Abby, on the other hand, our precocious and preternaturally wise six-year-old, grabs my hand and walks with me to the first-grade line. “Hi, Alex! Hi, Savannah! Daddy, how many more minutes to the bell? Ten minutes?? That’s too long!” She maintains a running commentary for the entire time. When the bell finally rings, we walk to her classroom together.

“Don’t leave, Daddy!” She runs over to her coat hook to drop off her backpack. She rushes back to me with only a short delay to greet one of her friends. “Grizzly bear kisses!” She giggles as my unshaven chin tickles her cheek. “High five!” Our arms move in unison as we perform our multi-move high-five, fist bump, side-to-side, top and bottom, finger shoot handshake. Then it’s time for the finale. “Running hug!”

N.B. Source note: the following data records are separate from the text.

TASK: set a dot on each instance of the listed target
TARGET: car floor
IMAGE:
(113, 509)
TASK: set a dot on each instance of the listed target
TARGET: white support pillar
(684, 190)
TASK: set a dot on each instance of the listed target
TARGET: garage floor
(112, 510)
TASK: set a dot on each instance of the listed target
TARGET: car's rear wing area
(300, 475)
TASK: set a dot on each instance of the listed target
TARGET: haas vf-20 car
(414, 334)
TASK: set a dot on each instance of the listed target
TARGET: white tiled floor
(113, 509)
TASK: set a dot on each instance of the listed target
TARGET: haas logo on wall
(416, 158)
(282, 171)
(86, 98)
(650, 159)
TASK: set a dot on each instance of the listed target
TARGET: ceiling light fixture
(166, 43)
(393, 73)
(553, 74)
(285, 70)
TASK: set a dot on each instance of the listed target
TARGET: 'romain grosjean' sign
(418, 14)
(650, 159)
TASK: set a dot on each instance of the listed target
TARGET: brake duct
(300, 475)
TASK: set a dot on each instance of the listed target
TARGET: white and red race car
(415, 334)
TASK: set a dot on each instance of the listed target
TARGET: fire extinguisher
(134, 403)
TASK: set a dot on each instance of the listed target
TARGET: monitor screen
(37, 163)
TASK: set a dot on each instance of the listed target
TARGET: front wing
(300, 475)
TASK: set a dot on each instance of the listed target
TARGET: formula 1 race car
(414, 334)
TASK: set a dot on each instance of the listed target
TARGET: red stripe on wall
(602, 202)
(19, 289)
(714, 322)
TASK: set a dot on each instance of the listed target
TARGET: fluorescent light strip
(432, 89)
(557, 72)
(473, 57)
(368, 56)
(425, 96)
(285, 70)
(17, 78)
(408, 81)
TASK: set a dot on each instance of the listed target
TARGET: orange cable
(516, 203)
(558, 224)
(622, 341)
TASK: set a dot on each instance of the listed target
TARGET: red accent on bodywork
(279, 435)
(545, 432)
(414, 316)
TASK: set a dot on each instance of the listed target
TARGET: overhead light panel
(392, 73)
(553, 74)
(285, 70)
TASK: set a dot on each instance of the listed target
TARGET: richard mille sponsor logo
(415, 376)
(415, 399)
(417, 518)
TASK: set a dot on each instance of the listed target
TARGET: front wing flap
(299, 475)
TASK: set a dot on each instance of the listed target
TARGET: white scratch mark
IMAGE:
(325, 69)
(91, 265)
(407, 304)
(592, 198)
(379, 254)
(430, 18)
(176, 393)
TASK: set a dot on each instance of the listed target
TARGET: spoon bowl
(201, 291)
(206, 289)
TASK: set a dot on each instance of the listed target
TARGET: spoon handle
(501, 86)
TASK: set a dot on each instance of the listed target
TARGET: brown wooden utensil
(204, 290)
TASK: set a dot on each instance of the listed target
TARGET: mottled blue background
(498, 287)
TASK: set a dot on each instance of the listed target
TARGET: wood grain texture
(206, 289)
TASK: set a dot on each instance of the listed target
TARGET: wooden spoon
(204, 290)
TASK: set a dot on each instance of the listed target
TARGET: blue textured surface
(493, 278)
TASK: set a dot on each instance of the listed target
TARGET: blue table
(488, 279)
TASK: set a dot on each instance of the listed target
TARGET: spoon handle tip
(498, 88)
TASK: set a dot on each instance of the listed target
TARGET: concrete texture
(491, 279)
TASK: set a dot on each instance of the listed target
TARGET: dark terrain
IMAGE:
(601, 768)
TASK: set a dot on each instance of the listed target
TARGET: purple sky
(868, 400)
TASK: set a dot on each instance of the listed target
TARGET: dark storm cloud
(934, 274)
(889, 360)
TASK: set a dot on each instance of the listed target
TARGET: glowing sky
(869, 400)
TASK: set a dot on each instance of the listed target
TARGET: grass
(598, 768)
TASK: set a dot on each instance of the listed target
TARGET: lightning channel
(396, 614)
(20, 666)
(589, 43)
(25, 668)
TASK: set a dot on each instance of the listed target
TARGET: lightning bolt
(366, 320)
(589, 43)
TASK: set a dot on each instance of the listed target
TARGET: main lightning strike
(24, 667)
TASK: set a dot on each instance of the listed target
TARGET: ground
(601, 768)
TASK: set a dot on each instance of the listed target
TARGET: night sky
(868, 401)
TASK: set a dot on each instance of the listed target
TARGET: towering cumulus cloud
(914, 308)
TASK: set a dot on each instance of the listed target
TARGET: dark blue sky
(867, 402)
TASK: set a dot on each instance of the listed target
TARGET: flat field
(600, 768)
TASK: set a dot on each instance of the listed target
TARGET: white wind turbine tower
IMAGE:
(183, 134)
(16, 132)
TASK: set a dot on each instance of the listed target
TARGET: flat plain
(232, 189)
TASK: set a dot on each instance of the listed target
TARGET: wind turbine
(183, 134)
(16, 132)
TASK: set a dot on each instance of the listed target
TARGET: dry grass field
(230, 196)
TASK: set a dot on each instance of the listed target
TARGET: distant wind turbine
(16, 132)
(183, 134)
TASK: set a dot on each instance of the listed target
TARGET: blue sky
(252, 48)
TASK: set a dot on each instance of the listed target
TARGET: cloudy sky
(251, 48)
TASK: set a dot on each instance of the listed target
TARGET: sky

For the uninitiated, imagine kneeling on one end of the room with your arms out, Now imagine an active six-year-old backing up to the other side of the room. She then runs top speed, arms and legs flailing in all directions until the final three feet or so where she launches into the air with a hug that has the impact of a small moving van. Not so great for Daddy’s back, but it does wonders for Daddy’s heart.

As I’m giving her a final squeeze, I see that many of her friends are watching us. I hope I haven’t embarrassed her. “Sweetie, I love you, but if you ever you don’t want me to walk you to class, you just need to let me know, OK? You won’t hurt my feelings.” Yes, I lie to my children.

She just hugs me harder. “Daddy, I want you to walk me to class forever!”

Like I said, good for Daddy’s heart.

As I walk away from her classroom, I can’t help but feel a little sad. I miss those same moments with Kaylie. I decide to take a chance to check in on her. I find myself standing outside her classroom, peeking around the corner, straining to see what she’s doing. There she is getting settled in for a full day of learning. I watch her for a few minutes and realize what a poised and fearless young woman she is becoming.

Good for Daddy’s heart.

As I turn to leave I realize that our morning goodbye ritual is giving her what she needs. Even if it’s out of sight, she still needs her hug and kiss and “I love you”. That’s what gives her the security to explore and create the world in which she will thrive. If I tried to treat her in the same way as her younger sister, or vice-versa, none of us would be happy. Ultimately, it’s not what I want to give that counts, but rather what they need to receive.

How often do we forget this when it comes to our networking practice?

Does Bob, the personal trainer, need the same things as Sally, the tech company CEO? And are either of them the same as Sam the financial planner? Here are a few questions you should be asking to make sure you are treating each in the way they want..

  • What do they need? Not everyone wants more customers. Some need more employees, or vendors, or new office space. Maybe they’re looking for a new job or perhaps they aren’t focusing on their career at all. Maybe they’re looking for just the right opportunity to give back.
  • Who needs to be connected to them? If they do want customers, what do they look like? How would I know? If they want employees or vendors, what qualities are going to make for a good fit?
  • How do they prefer to receive contacts? Technology continues to expand the tools we have at our disposal to reach out to others. Do they prefer email? Texting? Phone calls? LinkedIn message? Tweet?
  • When do they want to hear from you again? Do they like a friendly message once a week, once a month, once a year? If you do call, when is a good time?
  • Where do they like to go? If you are going to meet them for coffee or lunch, which coffee shop or restaurant do they prefer? If they happen to be out of the office that day could you try out something new together? Or maybe they don’t like to leave the office at all. Perhaps they would prefer sharing a “virtual coffee” phone call.

How do you get this information? Ask. Pay attention. The more you can treat each person as a distinct individual with his or her own specific needs, the more likely they will be to pay attention to your needs. They may not want a hug, a kiss, and an “I love you”, but, ultimately, the best networking happens when their need overlaps with the resources and the opportunities you can place at their disposal.

And it’s good for the networker’s heart.